You know who's missing from the Digital Entertainment Content Ecosystem
(or DECE) consortium? A group bent on redefining the way we buy, access, and play digital content with a membership roster that includes Best Buy, Cisco, Comcast, Fox, HP, Intel, Lions Gate, Microsoft, NBC Universal, Paramount Pictures, Philips, Sony, Toshiba, VeriSign, and Warner Bros? Right, Apple and Disney, the latter landing a lengthy piece in the Wall Street Journal
describing Disney's own distributed content ownership scheme that goes by the code-name, "Keychest;" a DRM solution that instantly provides access to content on any participating service (digital download store, mobile-phone provider, or on-demand cable for example) when a purchase is made. Keychest does this though a system of unique keys that are issued when a movie is purchased.

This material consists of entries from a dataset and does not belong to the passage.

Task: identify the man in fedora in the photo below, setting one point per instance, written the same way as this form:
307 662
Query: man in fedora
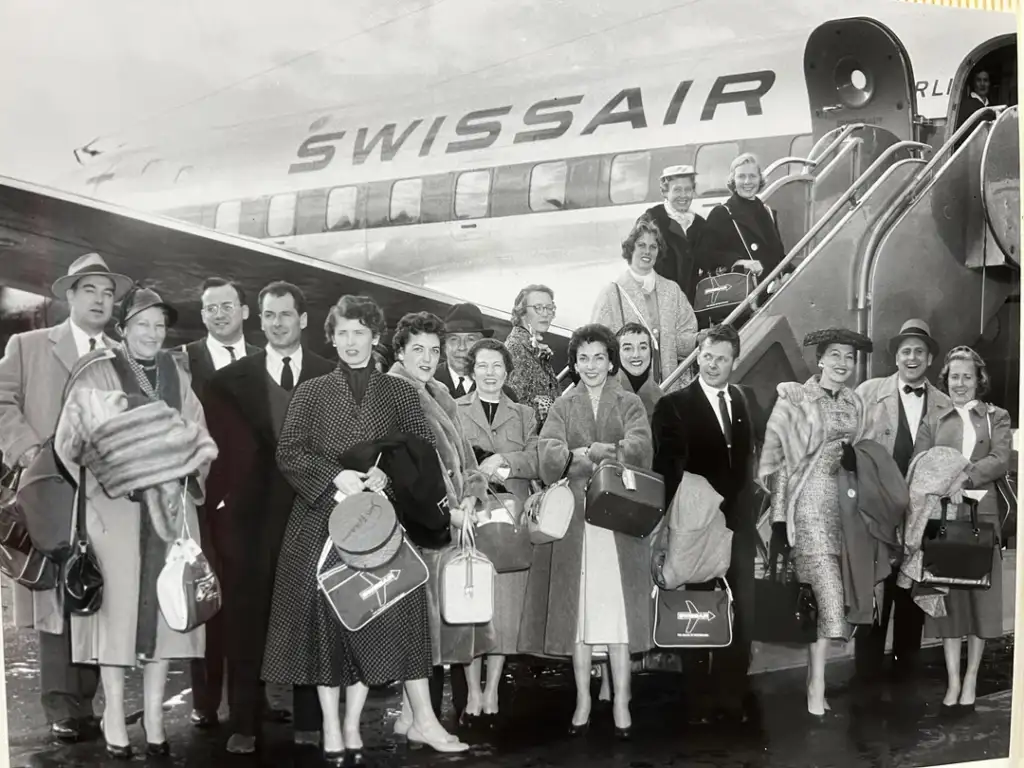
680 227
463 328
34 370
895 409
245 403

The keys are then stored in a central repository (aka, chest) that participants would query. In this scenario, the movies would reside with each delivery company on their respective systems -- movies would not be downloaded. On the bright side, if a content provider went out of business you would still have access to your films elsewhere. The proposed solution would work with Blu-ray disc purchases too, since BD players are internet-enabled by design -- DVD keys would have to be manually typed in by the user. So in effect, you'd now be paying once for ownership rights to the film, not to the physical media. If it sounds similar to DECE it is, but Disney claims that its approach is more streamlined and you know, better.
Disney has been quietly courting other movie studios with Keychest and intends to go public with its technology next month. Of course, with Steve Jobs listed as Disney's largest stockholder and the rumored Apple tablet being a media-redefining device that will single-handedly save newspapers while ridding the world of hunger and ignorance, well, you can see where the speculation is headed.